At what point in life do we automatically become walking pharmaceutical reference manuals? This seems to sneak up on you. One day, someone makes a comment about their dose of Lipitor, and you actually know what they are talking about. Not only do you know what it’s for, you wonder if it’s something that should be in your morning arsenal of tablets and capsules.
I never noticed my parents doing this when they were my age, but then again, I would have been ten, and who cares at that age about what weird things your parents discuss. There are some things you just do not want to know about, and while the contents of the medicine cabinet might not be at the top of the list, it’s definitely in the top ten.
To be fair, part of our ‘knowledge’, and I use that term loosely, comes from television ads and full-page spreads in golf and travel magazines. We are inundated with people telling us all day long what pills we should be asking our doctor about. The fun thing about that here, though, is that where medications that require a prescription are concerned, the drug companies can advertise, but they cannot use the name of the product and the condition it’s for in the same ad. We get to see the man skipping down the street, and the Viagra logo at the end of the twenty-second bit, but we cannot know what it’s for. All we know is we have to ask our doctor for it because it will make our lives so much better... despite the side effects of liver disease, kidney disease, loss of vision, incontinence, confusion, high blood pressure, body parts falling off, stroke, heart attack and death. Not to worry, though – they have pills for all those things too. Soon we will be like the Jetsons, and just pop a giant pill every morning and that will give us our medical and nutritional requirements for the day.

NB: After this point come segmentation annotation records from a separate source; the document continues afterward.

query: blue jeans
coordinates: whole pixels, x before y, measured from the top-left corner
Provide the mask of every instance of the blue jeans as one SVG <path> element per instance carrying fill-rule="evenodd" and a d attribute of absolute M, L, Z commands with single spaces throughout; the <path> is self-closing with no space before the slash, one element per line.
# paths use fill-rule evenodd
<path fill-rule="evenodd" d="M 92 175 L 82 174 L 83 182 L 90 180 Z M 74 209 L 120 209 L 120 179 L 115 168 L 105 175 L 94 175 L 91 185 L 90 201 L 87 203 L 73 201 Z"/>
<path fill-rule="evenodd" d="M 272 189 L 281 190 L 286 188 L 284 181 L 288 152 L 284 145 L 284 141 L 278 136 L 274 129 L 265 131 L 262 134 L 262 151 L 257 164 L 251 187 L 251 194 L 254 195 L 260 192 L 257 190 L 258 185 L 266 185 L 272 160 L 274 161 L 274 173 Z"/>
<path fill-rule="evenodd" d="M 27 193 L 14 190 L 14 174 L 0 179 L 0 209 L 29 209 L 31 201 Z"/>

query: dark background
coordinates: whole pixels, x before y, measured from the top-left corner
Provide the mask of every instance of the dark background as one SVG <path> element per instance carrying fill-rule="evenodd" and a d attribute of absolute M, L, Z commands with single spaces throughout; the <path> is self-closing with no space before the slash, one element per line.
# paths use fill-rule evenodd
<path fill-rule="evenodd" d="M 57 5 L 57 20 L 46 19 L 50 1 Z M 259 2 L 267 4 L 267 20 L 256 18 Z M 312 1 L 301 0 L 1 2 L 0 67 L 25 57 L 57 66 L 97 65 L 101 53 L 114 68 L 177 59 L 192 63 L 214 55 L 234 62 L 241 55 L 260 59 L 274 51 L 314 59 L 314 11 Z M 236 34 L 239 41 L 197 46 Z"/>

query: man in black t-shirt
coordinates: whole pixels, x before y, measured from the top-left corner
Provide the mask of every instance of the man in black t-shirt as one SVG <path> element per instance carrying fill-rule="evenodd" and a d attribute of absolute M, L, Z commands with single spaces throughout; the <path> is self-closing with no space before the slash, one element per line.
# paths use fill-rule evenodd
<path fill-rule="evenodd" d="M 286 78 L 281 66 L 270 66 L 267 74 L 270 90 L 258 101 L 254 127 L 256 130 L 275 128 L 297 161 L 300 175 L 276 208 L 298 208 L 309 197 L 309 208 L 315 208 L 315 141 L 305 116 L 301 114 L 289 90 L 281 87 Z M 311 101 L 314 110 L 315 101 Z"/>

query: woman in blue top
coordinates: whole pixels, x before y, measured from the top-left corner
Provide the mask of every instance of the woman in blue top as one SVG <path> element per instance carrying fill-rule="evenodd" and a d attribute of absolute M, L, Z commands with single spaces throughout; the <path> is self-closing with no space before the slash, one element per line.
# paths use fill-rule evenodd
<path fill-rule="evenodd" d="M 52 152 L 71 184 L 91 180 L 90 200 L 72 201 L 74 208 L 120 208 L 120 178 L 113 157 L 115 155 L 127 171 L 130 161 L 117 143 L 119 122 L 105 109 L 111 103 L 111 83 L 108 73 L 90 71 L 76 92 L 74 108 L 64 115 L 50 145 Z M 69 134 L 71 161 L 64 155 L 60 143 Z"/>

But when does it happen to us? One day, we find ourselves sitting around the card table, sipping decaf because it’s after 11am, discussing drug names like we used to discuss rock bands or movie stars. Now we can’t remember the stars or what they did (and who watches movies anymore? They come on way too late), and the rock bands are just too damned loud, what with all that bass thumping in your ears. Yes, we’re boomers, and Viagra has become the new Rolling Stones in our world – definitely not a change for the better.
By means of protest, therefore, I propose that we toss caution to the wind. Let’s drink the good coffee, watch the movie and sing We’re Not Going To Take It as loud as we can every time one of those commercials comes on. We can do… the coffee will help.